2) If I use Apache Flink CEP Pattern:

.begin("a")
.where(simpleConditionA)
.followedBy("b")
.where(simpleConditionB)
.within(Time.minutes(60));

If I will get A element in 15:00 and then stop my job with savepoint and only in 17:00 i will start my job from last savepoint. And get B element, pattern not be match am i right?
How it (ttl) work with Apache Flink CEP Pattern?
Thanks.

I understand about CEP, I am really using ingestion time. I will try to explain: I use Process Function with ValueState, with timerTime, and I clear state in onTimer method. I put in state (keyedstate) some element, set timer on 1 hour and execute some logic. Basically value state + timer is used as an output limiter (1 output message in 1 hour). In my company we need to stop running job (with savepoint) on cluster and then after a couple of hours we will need to restart job from last savepoint. Now I am not using TTL, and after restart, my ValueState.value not null. I want after restart in less than a hour ValueState.value not null ( if i put in state before stop), but more than a hour value state always will be null.
P.s I use RrocksDb state backend, incremental checkpoints with interval 1s. It works perfectly.))


Solution

  • If I will put in ValueState some element in 15:00 and then stop my job with savepoint and only in 17:00 i will start my job from last savepoint. Value State will be clear, am i right?

    (1) This ValueState will be effectively gone, but I'm not sure if it will actually be gone. If your state TTL config includes cleanupFullSnapshot() then you are guaranteed that the savepoint won't include the state in question if you took the savepoint after 16:00. But in this case, it appears that neither of those things is true, so the state was in the snapshot.

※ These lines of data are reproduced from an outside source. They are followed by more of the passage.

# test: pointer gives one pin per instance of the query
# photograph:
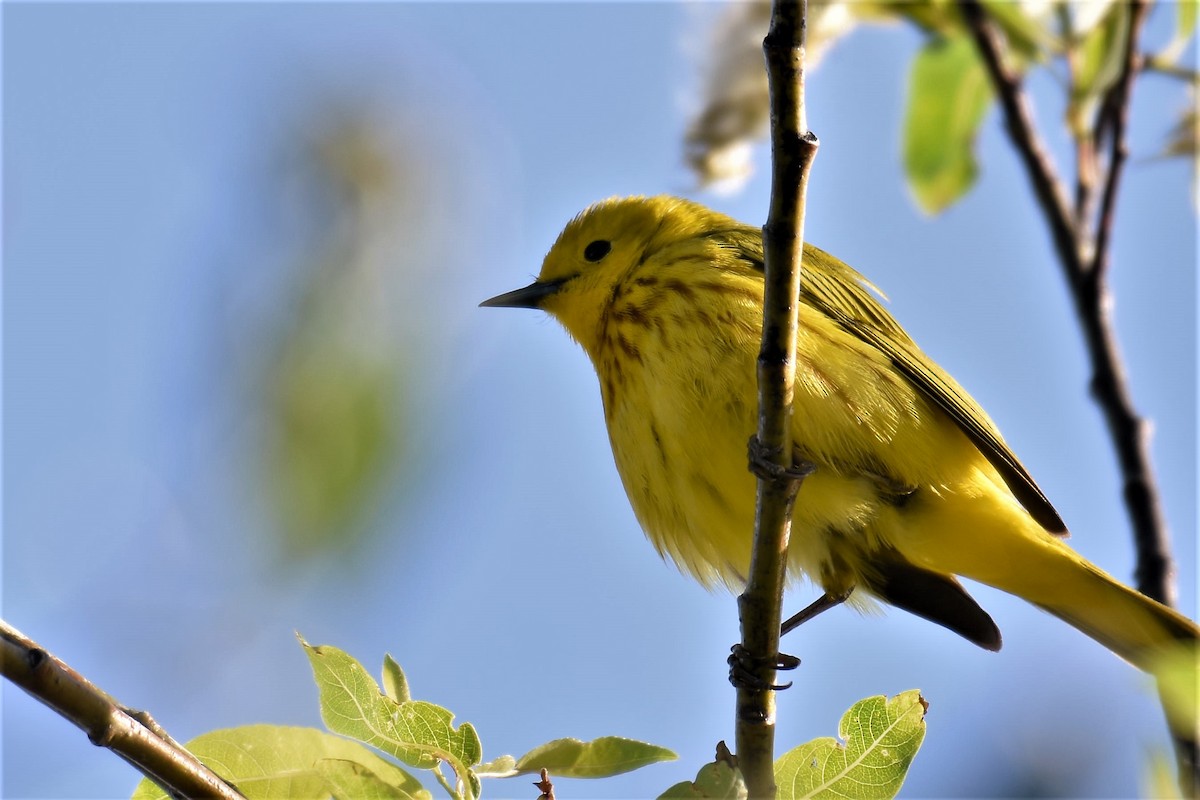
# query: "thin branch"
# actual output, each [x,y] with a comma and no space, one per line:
[1085,259]
[761,605]
[130,734]
[1019,122]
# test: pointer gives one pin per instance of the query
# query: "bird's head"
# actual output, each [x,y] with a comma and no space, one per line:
[597,252]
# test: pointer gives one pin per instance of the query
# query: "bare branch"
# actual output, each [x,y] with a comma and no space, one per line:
[1085,258]
[761,605]
[131,734]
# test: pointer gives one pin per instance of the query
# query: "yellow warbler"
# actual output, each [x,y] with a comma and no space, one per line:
[913,483]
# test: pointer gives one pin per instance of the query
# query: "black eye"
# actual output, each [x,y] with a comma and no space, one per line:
[597,250]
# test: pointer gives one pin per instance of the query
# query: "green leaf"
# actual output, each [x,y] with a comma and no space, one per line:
[357,781]
[1098,62]
[279,763]
[1185,30]
[1027,35]
[395,685]
[415,732]
[714,781]
[881,738]
[597,758]
[948,94]
[502,767]
[1177,671]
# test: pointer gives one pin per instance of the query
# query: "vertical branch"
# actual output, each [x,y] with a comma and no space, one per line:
[1085,258]
[761,605]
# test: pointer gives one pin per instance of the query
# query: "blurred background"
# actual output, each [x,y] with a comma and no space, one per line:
[247,390]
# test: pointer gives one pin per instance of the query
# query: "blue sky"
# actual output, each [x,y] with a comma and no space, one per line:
[155,220]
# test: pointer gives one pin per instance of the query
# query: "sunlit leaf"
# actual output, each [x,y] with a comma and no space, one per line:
[283,763]
[879,741]
[1185,31]
[1026,31]
[395,684]
[714,781]
[948,95]
[1098,62]
[597,758]
[418,733]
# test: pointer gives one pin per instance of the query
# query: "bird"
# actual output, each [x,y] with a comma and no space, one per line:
[912,485]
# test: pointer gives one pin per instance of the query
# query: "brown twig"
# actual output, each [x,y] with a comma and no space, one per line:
[130,734]
[760,606]
[1085,258]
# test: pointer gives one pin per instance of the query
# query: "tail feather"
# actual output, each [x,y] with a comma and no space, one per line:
[995,542]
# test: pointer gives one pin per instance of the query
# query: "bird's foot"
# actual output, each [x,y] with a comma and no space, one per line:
[744,668]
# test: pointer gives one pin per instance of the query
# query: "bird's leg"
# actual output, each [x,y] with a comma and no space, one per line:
[743,672]
[822,603]
[744,668]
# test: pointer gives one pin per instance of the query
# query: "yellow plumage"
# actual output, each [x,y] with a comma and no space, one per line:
[913,483]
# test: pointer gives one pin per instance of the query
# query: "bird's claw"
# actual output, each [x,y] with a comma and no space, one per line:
[744,668]
[762,463]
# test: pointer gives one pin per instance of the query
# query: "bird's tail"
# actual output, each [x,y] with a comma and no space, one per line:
[994,541]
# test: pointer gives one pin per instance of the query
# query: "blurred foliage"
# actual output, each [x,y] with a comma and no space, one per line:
[279,762]
[333,386]
[948,91]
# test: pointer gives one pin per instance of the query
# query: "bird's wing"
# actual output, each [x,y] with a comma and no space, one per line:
[846,296]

I don't know if state that has since expired is removed during snapshot restore, or during the next clean-up. But since you have specified NeverReturnExpired, it cannot affect the results.

    How [does] it (ttl) work with Apache Flink CEP Pattern?

    (2) CEP doesn't use state TTL. CEP keeps state around for as long as it may affect the pattern matching, and explicitly clears state once it is no longer needed. From the way you have worded this question, I assume you are using processing time, rather than event time. In that case, the pattern will not have been matched within 60 minutes. But if you were to use event time, then the watermarks would be used to determine how much time has elapsed, and the period of downtime would have no effect on the pattern matching.

    Update:

    I see now that you are using ingestion time, and relying on timers to clear the state. With ingestion time you have the choice to use either event time or processing time timers. If you use processing time timers, then any timers that should have fired while the job was not running will fire immediately after the job is restarted. With event time timers, they will fire as soon as the watermarks reach the times in those timers. Since watermarks are not saved in savepoints, some events will have to flow and be processed (and with periodic watermarks, the auto-watermark interval will have to elapse) before any watermarks will be created.